You forced him into marriage because of the kid.

He didn't marry you because he really loved you enough to want you by his side forever. He was "arm-wrestled" to do it.



Quote:
Originally Posted by youre View Post
Hi all.. I'm sharing my story here as I really have no one to tell to. It's the best place where no one judges me and my relationship.

I'm married and have a very cute kid whom I adore very much. I love or loved my husband very much and really do want us to work out beautifully. I believe I'm a good woman but my husband doesn't realize that nor treasure me. I'm very hurt by all his actions and lack thereof .

I was still studying when I got pregnant.
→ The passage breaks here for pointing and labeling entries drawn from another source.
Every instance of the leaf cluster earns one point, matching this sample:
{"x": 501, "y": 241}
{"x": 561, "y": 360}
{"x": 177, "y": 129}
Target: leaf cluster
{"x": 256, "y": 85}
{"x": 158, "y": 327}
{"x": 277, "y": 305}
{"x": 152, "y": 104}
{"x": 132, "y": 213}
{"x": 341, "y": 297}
He wanted me to abort but I said I wanted the baby even if you didn't want me. We eventually rom-ed and I completed my studies. Thereafter I stayed home to care for the baby. We weren't staying together and through the pregnancy period I was already lacking emotional affection. I didn't mind not having any fancy dinner or wedding gown or whatever but all I thought I would have would be a great hubby who treats me and baby lovingly. That was all I needed. I could be happy eating plain rice. But after giving birth, my husband didn't provide the emotional and physical support that was needed from my partner as a new father and husband. That alone saddened me deeply but my heart was not broken. It only broke into a zillion pieces when I found out he's been lying to me as well. I don't think he cheated in the sense he made love to someone else, but the betrayal felt like it. A knife stabbed in your back is still a knife stabbed in your back.

The more you love someone, the more hurt you feel when the trust is broken. I couldn't believe it. I couldn't believe this actually happened to me. He, whom I love so very much could actually bear to hurt me like this.

Any advice? I have tried to tell him and communicate with him, but everytime only gets worse. Should I just continue to be good woman and not voice out to him anymore. It seems the only way for this relationship to continue. Do men just grow up with time? Or does maturity whether natural or forced not apply to the male species.